Good RFCs (best-in-class):

  • references/examples/good/rfc/2025-12-29-orchestrator-spec.md
    • Strong narrative anchor, explicit non-negotiables, and a full state machine with formal artifacts.
  • references/examples/good/rfc/2025-12-30-orchestrator-tool-requests.md
    • Clear UX contract + tool policy; defines model guardrails and deterministic rules.
  • references/examples/good/rfc/2025-12-30-vault-events-pipeline.md
    • Precise scope boundaries, explicit inputs, and rigorous validation rules.
  • references/examples/good/rfc/2026-01-01-hub-cleanup-unified-ops-ui.md
    • Crisp goals/non-goals, operational focus, and concrete UI semantics.
  • references/examples/good/rfc/2025-11-22-homelab-vision.md
    • Strong problem framing, explicit goals/non-goals, and clear architecture.
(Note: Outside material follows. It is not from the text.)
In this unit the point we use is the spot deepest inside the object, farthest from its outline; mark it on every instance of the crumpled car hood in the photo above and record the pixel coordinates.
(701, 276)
Good ADRs (best-in-class):

  • references/examples/good/adr/2025-12-29-orchestrator-kernel.md
    • Decision is explicit and tied to clear constraints and workflow profiles.
  • references/examples/good/adr/2025-12-30-text-extraction-pipeline.md
    • Concise, crisp decision with clear alternatives and consequences.
  • references/examples/good/adr/adr-0001-overlay-packaging.md
    • Strong context, explicit decision rules, and consequences.
  • references/examples/good/adr/adr-0002-core-and-stacks.md
    • Clear structure and rationale; includes consequences and follow-ups.
  • references/examples/good/adr/adr-004-homelab-build-harness.md
    • Thorough decision framing plus deferred decisions spelled out.

Bad examples (avoid these patterns):

  • RFC: references/examples/bad/rfc/2025-11-23-homeassistant-credentials.md
    • Underspecified and includes unresolved questions/TODOs inline (e.g., “@Claude …”), missing non-goals and acceptance criteria, and no clear decision boundary.
  • ADR: references/examples/bad/adr/adr-002-homelab-remote-ha-draft.md
    • No final decision, only open questions; lacks alternatives, consequences, and clear scope/acceptance criteria.

Example Review Notes

Read these to understand why “good” RFCs are still imperfect:

  • references/reviews/good-rfcs-weaknesses.md

Brutal Self-Review (mandatory, iterate until satisfied)

Run a critical review pass and revise the RFC/ADR until it reads cleanly to all personas:

  • junior engineer (clarity + missing steps)
  • mid-level engineer (implementation detail + scope)
  • senior/principal engineer (architecture + tradeoffs)
  • PM (user impact + success criteria)
  • EM (risk + delivery plan)
  • external stakeholder (jargon + context)
  • end user (workflow clarity + trust)

If any persona would still be confused or blocked, revise and repeat before finalizing.